Using the flap and grid dimensions given above, the containment grid's total volume is calculated by adding up the total length of all the grooves on one flap, then multiplying it by their width and depth, then multiplying by two, to account for the other flap:

(146 inches×0.03125 inches×0.03125 inches)×2=0.29 cubic inches

The two calculated volumes being equal shows that the large insect will be fully contained. Furthermore, assuming the insect is not entirely liquidous, it should still be fully contained even if not crushed directly in the center of the grid. Smaller insects will be fully contained even if crushed close to the edges of the grid. It has been clearly shown here that the critical design and dimensions delineated above yield an insect elimination device of optimum utility and functionality, superior to any prior art.

Claims

1. A hand-held insect eliminator, comprising:

A pair of identical lightweight solid flaps, each having an interior face and an exterior face, nominally tapering from ¾ of an inch to ⅜ of an inch in thickness, hinged together at the thicker end, each with an integrated ellipsoidal finger housing at the hinged end for grasping and operating, similar to some aspects of prior art, but with a novel feature that makes this device unique and superior to prior art, said novel feature being a containment grid defined by an array of interconnected grooves to contain the liquid resulting from crushing an insect between the flaps.
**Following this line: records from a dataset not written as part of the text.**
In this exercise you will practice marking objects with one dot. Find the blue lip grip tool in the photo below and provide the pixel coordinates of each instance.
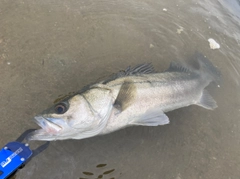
(14, 155)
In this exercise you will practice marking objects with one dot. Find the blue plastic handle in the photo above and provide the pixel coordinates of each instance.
(13, 156)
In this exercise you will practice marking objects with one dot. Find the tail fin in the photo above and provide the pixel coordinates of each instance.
(207, 68)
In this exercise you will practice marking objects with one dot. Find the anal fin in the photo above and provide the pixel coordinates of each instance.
(206, 101)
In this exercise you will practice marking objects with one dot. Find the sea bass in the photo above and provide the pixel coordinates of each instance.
(135, 96)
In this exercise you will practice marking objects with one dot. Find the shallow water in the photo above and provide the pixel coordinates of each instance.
(51, 48)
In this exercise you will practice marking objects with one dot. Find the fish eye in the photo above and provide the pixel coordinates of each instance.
(61, 108)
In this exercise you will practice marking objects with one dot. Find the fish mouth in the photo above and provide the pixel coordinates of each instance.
(48, 130)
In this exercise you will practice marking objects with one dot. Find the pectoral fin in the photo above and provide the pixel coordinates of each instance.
(153, 117)
(206, 101)
(126, 95)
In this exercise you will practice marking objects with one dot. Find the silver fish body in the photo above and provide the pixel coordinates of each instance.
(136, 96)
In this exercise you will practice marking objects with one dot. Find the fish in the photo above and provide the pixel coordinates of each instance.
(135, 96)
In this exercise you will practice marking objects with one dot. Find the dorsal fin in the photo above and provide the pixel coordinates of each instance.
(178, 67)
(144, 68)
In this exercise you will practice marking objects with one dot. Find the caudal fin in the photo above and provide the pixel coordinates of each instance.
(207, 68)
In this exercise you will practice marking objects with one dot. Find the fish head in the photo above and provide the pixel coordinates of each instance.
(81, 116)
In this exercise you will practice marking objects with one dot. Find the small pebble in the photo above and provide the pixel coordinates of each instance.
(213, 44)
(151, 46)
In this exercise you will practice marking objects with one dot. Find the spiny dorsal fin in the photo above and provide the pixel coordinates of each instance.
(178, 67)
(145, 68)
(126, 95)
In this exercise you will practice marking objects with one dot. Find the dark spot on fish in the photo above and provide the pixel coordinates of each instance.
(88, 173)
(101, 165)
(109, 171)
(100, 176)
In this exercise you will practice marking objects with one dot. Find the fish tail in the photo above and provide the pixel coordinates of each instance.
(207, 69)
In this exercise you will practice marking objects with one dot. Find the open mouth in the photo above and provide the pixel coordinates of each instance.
(47, 125)
(49, 129)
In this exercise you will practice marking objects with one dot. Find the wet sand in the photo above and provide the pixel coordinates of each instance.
(51, 48)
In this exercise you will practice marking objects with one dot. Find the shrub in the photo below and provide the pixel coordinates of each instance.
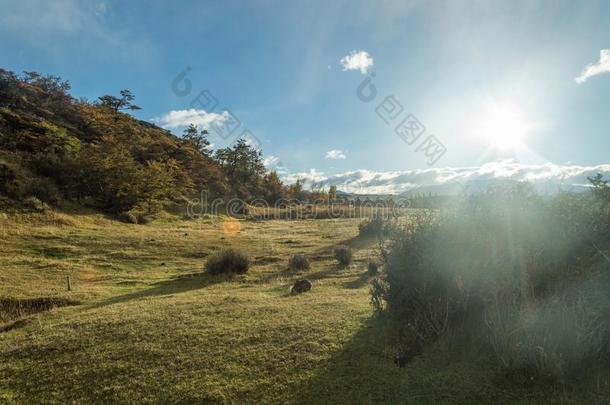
(228, 261)
(506, 272)
(372, 267)
(343, 254)
(372, 226)
(127, 217)
(144, 219)
(298, 262)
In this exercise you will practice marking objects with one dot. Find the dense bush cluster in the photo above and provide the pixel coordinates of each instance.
(509, 273)
(230, 261)
(298, 261)
(343, 254)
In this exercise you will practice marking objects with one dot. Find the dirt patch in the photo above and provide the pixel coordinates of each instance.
(12, 309)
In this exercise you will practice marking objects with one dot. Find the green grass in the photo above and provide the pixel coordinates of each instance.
(152, 327)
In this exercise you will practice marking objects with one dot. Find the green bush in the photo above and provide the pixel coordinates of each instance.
(343, 254)
(298, 262)
(372, 267)
(228, 261)
(127, 217)
(507, 272)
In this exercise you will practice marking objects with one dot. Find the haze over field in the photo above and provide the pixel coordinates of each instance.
(264, 201)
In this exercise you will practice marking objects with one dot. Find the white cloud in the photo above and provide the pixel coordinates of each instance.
(271, 161)
(357, 60)
(545, 177)
(179, 118)
(335, 154)
(594, 69)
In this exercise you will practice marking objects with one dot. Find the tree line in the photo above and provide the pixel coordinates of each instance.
(64, 150)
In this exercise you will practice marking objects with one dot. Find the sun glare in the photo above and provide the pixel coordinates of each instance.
(503, 126)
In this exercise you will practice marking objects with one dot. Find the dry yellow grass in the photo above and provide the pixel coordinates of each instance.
(153, 328)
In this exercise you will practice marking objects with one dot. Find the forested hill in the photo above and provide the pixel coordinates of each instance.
(60, 150)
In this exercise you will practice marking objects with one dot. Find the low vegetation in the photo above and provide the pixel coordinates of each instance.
(298, 261)
(343, 255)
(229, 261)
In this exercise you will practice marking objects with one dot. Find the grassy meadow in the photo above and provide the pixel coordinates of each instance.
(152, 327)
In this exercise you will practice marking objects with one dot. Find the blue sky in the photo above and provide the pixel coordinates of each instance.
(467, 70)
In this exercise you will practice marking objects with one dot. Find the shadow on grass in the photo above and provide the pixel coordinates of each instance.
(360, 282)
(363, 372)
(176, 285)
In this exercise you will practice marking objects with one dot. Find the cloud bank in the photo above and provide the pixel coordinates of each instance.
(357, 60)
(545, 177)
(335, 154)
(594, 69)
(179, 118)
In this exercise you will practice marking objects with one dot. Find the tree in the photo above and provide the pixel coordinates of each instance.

The critical dimensions of the device are as follows: the identical flaps are 4 inches in width by 10 inches in length, having a containment grid comprised of a perimeter rectangle groove ¼ of an inch from each edge of the interior face, and an interior array of grooves comprised of two sets of parallel grooves in a cross-hatch pattern, intersecting at 90-degree angles to each other and terminating at 45-degree angles into the perimeter rectangle, said parallel grooves being not more than ½ of an inch apart from each other, all grooves being 1/32 of an inch in depth and 1/32 of an inch in width.